The Media module introduces the concept of Media sources, and provides some common ones in core, including filesytem files, images, and remote videos via oEmbed. This can be expanded to include almost any media source via a plugin architecture.

Learn more in Overview: Media Types, Fields, and Entities

Media Library module overview

The core Media Library module provides an improved interface for content authors to use when selecting existing media entities and creating new ones. Its primary feature is a field widget that is a drop-in replacement for the Media module's entity reference UI.

The goal is to provide a UI that works for most use-cases with minimal configuration required. In some cases, you may find that the module's limited configuration prevents you from achieving your requirements. In that case, the contributed Entity Browser module is a good alternative that also works with core Media entities (though it's far more complicated to set up).

The main listing is powered by Views, and can be customized as needed. For example; A common customization is to add a tags field to media entities to help with organization, and to then expose that tags field as a filter in the Media Library.

Contributed modules in the media ecosystem

With a baseline for collecting, listing, and displaying media assets in core, the contributed module ecosystem can focus on providing enhanced tools and integration with additional media sources.

Here's a pretty good list of contributed Media sources. That should give you an idea of the types of things that can be integrated into your media management system.

Modules like Entity Browser and Inline entity form can be used to replace the core Media Library for more advanced use-cases or when advanced customization is needed.

An evolving ecosystem

The Drupal media management ecosystem is evolving. Prior to the addition of Media in core, much of the work on this system happened in the the contributed Media Entity module. Because of slight variations in their approach when working with Media-related contributed modules, it's important to verify your versions and their compatibility with Drupal core Media entities.

In our experience most Media ecosystem modules make clear on the project page which version(s) of the module with work with core Media entities vs. which work with the deprecated Media Entity module.

For a long time now, most sites have used the core Image and File fields to handle the upload and display of media assets like images or a library of PDF files. The goal is for the use of those fields in conjunction with content (nodes) to be replaced with Media fields.

Going forward, we recommend that you use Media fields in the place of Image and File fields in most cases when dealing with content. Read more about Media Types, Fields, and Entities to help get a better understanding of what the differences are. If you're still unsure what approach to take, let us know.

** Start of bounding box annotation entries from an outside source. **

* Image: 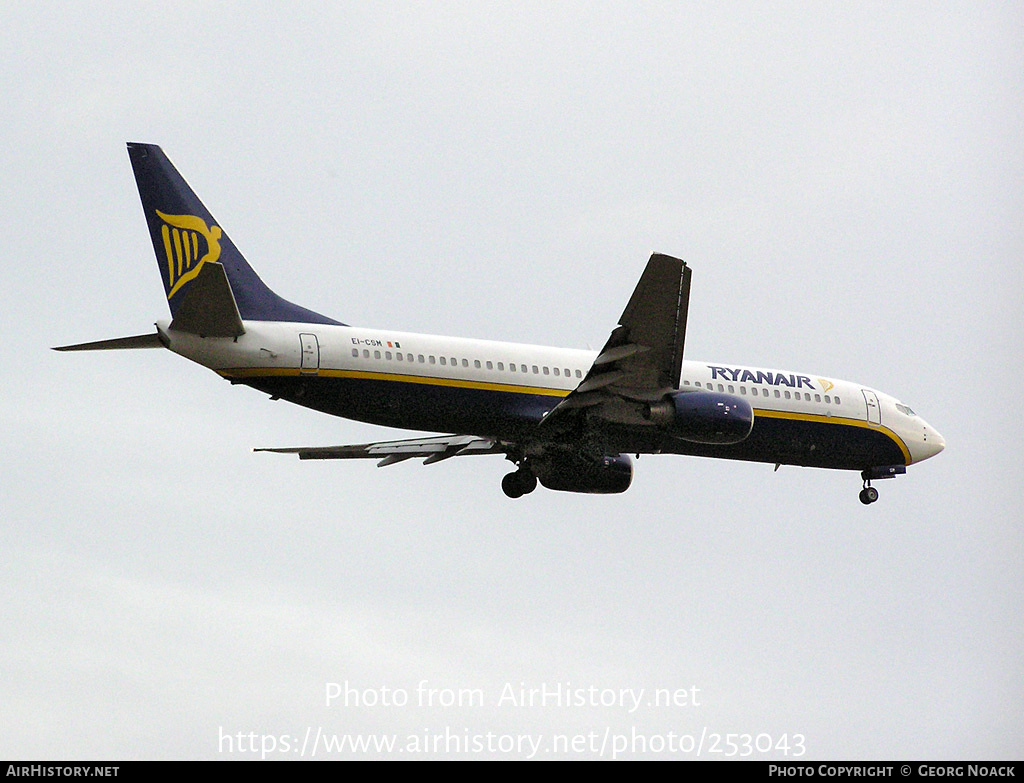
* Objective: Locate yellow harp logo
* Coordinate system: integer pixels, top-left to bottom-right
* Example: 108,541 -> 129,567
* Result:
157,210 -> 221,299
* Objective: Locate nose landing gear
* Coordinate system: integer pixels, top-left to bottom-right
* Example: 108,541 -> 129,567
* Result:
859,480 -> 879,506
859,465 -> 906,506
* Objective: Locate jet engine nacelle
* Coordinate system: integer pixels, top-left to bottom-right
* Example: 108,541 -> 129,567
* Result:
531,454 -> 633,494
645,391 -> 754,445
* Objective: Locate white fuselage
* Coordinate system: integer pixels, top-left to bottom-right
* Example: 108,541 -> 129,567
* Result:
158,321 -> 944,465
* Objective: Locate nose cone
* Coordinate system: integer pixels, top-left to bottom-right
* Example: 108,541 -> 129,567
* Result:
914,424 -> 946,463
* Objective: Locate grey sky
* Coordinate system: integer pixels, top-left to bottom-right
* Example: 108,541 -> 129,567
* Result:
0,3 -> 1024,758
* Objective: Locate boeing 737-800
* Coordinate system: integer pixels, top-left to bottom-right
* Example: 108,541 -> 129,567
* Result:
57,143 -> 945,504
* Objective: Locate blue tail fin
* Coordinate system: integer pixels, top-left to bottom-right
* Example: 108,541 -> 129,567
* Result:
128,142 -> 339,324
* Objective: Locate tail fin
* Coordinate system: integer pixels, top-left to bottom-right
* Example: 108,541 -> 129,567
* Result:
128,142 -> 339,327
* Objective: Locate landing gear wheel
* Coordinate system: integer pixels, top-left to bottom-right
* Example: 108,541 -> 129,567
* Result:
502,468 -> 537,498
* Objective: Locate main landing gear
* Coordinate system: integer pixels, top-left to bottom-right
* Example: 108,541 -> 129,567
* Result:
502,466 -> 537,497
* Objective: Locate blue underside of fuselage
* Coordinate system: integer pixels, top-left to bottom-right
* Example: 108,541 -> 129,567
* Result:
236,375 -> 907,470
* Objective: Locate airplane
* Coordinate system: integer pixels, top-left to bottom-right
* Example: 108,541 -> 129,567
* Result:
54,142 -> 945,505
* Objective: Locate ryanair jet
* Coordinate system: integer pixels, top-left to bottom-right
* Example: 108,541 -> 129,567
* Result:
56,143 -> 945,504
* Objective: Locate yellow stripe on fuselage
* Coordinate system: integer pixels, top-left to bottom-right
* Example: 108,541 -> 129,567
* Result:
216,367 -> 569,397
754,407 -> 912,465
216,367 -> 912,465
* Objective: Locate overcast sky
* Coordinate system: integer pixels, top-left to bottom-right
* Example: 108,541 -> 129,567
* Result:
0,2 -> 1024,758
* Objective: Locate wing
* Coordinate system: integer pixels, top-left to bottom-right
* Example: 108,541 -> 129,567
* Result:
253,435 -> 509,468
542,253 -> 690,428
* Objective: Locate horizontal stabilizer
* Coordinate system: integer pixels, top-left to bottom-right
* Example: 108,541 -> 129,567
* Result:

Media management refers to the user interface provided for content authors to create, use, and reuse media assets. It also includes the tools available to site administrators, module developers, and themers to customize how the interface works or how assets are displayed to end users. The objective is for Drupal core to provide a baseline for collecting and displaying media assets, and a UI for using them that requires minimal configuration, while still allowing for advanced application-specific customization when needed.

Further your understanding

  • What content in your application should logically be part of a media asset library? What requirements do you have around the collection and display of media that might require application-specific customizations?